S'è talmente tanto ricchi d'ardore, quando si viene a sto mondo, ch'i pallettoni che si sparano per una vita intera se restassero accomodati dentro di noi, in fondo a noi, e per l'eternità, ecco, per un istante solo, quella sarebbe la felicità.
Chi poteva immaginarsela sta frenetica notte dopo una vita spesa bene, a dirla tutta, in verità, nella spensieratezza più spudorata. Spensieratezza. Una parola sola. E noi altri giovani a trastullarci è vero con quelle ambigue pollastre che la gente le chiama le compagne dell'amore, noi immersi inesorabilmente nella lotta contro l'altro sesso, noi liberi, rocciosi, eccezionali ed aperti a quella vita così scevra da contaminazioni. E che vita! Una vita che neanche il più felice degli uomini maturi poteva immaginarsi così perfetta.

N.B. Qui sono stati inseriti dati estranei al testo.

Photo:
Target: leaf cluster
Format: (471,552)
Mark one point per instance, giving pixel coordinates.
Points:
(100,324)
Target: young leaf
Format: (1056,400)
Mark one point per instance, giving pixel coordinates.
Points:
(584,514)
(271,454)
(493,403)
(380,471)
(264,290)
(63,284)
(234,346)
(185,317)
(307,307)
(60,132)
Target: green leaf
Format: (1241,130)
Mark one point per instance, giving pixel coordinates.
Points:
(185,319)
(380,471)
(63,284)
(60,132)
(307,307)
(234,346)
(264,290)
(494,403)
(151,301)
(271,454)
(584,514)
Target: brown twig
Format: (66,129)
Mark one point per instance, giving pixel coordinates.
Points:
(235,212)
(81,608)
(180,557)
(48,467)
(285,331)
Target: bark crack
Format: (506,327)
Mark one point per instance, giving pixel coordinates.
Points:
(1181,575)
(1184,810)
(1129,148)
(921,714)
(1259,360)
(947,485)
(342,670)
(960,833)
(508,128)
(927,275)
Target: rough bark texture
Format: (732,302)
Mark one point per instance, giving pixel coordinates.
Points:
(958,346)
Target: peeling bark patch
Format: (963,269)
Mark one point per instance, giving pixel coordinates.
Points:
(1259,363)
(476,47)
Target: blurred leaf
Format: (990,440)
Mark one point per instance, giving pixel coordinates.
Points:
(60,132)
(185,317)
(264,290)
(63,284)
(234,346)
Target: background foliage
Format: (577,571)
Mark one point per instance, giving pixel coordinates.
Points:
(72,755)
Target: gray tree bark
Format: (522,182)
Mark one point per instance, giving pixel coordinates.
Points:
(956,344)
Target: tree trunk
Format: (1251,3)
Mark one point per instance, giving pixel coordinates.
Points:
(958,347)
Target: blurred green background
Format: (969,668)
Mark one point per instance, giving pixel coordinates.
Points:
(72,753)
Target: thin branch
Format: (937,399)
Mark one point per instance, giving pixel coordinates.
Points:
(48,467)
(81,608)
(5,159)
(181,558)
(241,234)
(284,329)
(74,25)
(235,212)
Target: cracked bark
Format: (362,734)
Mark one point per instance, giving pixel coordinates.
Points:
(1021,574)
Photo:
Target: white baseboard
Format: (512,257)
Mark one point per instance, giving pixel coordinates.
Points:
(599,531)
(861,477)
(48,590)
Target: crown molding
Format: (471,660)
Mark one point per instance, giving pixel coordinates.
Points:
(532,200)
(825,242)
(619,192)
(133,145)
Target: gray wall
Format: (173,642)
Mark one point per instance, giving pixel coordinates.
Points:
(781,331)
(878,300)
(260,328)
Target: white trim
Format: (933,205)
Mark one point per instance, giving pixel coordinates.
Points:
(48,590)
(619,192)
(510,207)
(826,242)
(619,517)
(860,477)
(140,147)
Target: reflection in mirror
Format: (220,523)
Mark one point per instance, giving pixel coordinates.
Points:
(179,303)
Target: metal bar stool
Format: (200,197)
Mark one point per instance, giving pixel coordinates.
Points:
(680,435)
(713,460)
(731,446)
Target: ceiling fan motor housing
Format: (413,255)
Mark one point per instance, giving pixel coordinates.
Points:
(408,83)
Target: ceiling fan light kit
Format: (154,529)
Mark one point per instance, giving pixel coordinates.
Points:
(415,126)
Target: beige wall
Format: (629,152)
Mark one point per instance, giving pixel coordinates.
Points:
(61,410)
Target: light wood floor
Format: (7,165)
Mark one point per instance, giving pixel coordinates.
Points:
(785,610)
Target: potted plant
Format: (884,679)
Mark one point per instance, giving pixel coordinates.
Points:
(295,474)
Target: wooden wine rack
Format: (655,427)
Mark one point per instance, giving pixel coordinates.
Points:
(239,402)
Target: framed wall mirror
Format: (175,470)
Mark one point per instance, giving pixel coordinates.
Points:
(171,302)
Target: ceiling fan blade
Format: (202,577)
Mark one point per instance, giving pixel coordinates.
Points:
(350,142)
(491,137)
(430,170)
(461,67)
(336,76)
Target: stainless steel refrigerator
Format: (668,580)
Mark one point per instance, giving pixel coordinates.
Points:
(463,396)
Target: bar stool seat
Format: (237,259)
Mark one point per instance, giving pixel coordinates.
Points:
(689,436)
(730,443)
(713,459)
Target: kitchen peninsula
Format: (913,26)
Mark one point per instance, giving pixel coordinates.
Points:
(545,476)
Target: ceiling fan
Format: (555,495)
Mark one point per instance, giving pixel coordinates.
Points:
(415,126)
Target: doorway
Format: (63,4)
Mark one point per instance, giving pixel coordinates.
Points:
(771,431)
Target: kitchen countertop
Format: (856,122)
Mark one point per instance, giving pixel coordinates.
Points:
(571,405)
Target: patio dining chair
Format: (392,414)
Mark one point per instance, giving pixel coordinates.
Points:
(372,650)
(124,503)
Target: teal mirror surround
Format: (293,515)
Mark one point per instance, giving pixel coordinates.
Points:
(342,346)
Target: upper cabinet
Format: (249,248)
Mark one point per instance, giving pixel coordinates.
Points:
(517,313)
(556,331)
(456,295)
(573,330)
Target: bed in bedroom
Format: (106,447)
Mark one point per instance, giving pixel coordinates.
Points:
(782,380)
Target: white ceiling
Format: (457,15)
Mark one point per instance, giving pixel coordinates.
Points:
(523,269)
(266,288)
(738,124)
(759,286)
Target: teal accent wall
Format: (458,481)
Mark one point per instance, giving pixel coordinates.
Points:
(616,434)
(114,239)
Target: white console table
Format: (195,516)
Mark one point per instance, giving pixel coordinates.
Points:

La maturità è come una sorta di strana vasca vuota dove s'attaccano di sotto i residui calcarei della vita che scorre. Quella lordura è lo svuotamento, la perdita di motivazioni, l'annichilimento delle energie. Si finisce pian piano, quasi senza rendersene conto, in quel calderone così ostile e putrido che è l'anticamera della morte: l'età adulta. E allora vattene alla grande con quest'andirierivieni di routine, questa danza così macabra e proprio niente gioviale che è la vita quando si raggiunge una certa età. È questa la notte, l'insieme di paure e mancanza di motivazioni, la noia, la grossa noia, la grossa ed impervia noia che ti porta, nostro malgrado, dal paradiso della spensieratezza alla prigione della responsabilità.